In this work, the univariant two-phase coexistence line of the tetrahydrofuran (THF) hydrate is determined from 100 to 1000 bar by molecular dynamics simulations. This study is carried out by putting in contact a THF hydrate phase with a stoichiometric aqueous solution phase. Following the direct coexistence technique, the pressure is fixed, and the coexistence line is determined by analyzing if the hydrate phase grows or melts at different values of temperature. Water is described using the well-known TIP4P/Ice model. We have used two different models of THF based on the transferable parameters for phase equilibria-united atom approach (TraPPE-UA), the original (flexible) TraPPe-UA model and a rigid and planar version of it. Overall, at high pressures, small differences are observed in the results obtained by both models. However, large differences are observed in the computational efforts required by the simulations performed using both models, being the rigid and planar version much faster than the original one.

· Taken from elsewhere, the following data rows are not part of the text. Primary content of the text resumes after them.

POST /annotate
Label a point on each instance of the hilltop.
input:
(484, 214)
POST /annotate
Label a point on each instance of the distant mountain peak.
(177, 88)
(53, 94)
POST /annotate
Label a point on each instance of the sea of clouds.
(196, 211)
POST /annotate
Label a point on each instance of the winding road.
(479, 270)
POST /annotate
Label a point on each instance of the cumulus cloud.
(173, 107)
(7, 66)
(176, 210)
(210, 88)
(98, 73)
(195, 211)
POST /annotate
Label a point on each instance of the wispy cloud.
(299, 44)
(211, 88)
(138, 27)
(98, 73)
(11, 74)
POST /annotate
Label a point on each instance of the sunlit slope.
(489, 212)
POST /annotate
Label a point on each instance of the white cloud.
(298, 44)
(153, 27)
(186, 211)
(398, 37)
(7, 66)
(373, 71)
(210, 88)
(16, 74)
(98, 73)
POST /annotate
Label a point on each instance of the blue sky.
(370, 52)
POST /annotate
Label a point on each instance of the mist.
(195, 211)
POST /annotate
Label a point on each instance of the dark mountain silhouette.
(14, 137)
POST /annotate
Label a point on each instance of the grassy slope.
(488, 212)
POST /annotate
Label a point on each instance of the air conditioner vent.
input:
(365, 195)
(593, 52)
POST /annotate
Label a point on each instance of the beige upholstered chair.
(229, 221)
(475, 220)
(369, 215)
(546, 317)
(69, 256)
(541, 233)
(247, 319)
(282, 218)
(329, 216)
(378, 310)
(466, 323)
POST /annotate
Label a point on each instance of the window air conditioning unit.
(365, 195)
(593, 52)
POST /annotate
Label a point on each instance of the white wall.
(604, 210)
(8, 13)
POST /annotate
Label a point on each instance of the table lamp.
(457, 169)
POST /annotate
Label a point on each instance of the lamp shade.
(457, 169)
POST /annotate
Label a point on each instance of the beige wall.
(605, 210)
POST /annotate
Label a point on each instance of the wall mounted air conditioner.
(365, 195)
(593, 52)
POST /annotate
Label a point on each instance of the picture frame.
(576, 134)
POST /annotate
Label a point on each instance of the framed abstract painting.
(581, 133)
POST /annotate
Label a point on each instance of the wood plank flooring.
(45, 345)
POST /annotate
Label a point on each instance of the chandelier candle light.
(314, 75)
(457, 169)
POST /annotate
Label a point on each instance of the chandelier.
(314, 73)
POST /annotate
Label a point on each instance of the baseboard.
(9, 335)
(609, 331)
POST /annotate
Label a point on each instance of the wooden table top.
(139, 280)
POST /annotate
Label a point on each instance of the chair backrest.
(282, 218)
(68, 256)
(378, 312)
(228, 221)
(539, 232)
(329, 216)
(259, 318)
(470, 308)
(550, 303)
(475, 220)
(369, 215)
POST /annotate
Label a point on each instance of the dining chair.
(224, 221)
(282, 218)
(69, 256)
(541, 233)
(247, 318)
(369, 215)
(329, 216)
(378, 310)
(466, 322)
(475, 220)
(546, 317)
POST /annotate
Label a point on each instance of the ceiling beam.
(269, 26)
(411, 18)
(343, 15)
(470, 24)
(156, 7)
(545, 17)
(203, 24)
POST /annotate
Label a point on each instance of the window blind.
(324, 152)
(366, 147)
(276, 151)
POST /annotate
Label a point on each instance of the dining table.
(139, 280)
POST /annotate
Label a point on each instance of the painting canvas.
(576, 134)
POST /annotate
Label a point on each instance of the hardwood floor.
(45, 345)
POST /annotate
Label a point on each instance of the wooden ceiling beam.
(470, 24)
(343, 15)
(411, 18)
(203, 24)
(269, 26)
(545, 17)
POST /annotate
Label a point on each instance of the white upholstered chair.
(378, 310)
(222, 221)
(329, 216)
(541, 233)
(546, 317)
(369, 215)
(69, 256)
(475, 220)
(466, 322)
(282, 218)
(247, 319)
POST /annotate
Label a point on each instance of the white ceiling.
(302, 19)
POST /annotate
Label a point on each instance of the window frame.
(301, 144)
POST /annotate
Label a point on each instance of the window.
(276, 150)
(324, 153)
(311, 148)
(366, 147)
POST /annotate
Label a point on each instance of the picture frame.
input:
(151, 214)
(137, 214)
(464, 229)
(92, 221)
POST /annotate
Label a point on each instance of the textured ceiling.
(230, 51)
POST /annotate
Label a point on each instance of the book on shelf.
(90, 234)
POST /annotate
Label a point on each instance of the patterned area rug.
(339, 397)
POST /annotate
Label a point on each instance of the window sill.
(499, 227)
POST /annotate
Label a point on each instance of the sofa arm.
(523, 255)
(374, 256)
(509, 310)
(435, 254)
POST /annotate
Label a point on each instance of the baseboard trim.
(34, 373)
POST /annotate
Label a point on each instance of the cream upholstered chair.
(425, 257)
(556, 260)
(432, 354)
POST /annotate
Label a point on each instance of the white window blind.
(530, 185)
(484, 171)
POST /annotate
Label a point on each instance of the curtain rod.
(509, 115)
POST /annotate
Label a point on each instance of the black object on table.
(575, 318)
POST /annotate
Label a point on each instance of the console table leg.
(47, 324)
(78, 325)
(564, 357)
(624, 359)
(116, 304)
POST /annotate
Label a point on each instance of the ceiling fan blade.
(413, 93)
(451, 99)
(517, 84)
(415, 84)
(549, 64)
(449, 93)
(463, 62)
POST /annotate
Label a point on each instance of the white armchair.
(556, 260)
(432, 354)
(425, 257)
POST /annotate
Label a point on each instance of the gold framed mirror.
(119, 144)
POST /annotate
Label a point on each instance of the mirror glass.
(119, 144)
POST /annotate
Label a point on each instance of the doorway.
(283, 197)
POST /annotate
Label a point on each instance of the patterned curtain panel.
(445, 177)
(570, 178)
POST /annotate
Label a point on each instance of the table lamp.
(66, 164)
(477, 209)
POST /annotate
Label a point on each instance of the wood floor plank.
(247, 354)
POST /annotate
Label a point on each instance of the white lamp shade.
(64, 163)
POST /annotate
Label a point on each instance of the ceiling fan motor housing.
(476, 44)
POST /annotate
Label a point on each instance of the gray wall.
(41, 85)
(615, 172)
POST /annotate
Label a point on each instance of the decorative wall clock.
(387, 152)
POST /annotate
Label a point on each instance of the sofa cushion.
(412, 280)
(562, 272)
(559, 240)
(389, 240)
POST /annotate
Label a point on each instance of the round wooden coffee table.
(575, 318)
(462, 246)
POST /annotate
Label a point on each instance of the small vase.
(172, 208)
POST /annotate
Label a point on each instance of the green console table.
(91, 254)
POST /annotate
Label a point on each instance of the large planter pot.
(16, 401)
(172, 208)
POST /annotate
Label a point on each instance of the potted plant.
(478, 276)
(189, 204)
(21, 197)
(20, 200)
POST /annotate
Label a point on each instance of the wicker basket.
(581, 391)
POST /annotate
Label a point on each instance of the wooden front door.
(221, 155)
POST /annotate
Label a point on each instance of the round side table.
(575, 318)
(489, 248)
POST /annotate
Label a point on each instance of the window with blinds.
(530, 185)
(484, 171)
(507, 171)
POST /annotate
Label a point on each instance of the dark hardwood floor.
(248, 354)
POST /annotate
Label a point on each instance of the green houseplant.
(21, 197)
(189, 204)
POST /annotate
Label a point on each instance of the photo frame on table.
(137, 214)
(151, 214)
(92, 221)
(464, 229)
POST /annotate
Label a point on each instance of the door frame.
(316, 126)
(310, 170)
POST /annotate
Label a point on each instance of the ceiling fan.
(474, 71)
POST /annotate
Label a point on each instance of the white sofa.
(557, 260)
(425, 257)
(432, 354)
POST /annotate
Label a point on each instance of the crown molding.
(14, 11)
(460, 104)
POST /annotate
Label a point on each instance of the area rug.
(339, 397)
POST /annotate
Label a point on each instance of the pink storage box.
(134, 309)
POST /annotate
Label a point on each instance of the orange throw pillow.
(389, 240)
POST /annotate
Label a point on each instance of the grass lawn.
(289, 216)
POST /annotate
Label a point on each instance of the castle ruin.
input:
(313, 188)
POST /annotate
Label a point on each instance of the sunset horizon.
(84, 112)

The effect of the unlike dispersive interactions between the water and THF molecules is also analyzed at 250 bar using the rigid and planar THF model. In particular, we modify the Berthelot combining rule via a parameter ξO-THF that controls the unlike water-THF dispersive interactions. We analyze the effect on the dissociation temperature of the hydrate when ξO-THF is modified from 1.0 (original Berthelot combining rule) to 1.4 (modified Berthelot combining rule). We use the optimized value ξO-THF = 1.4 and the rigid THF model in a transferable way to predict the dissociation temperatures at other pressures. We find excellent agreement between computer simulation predictions and experimental data taken from the literature.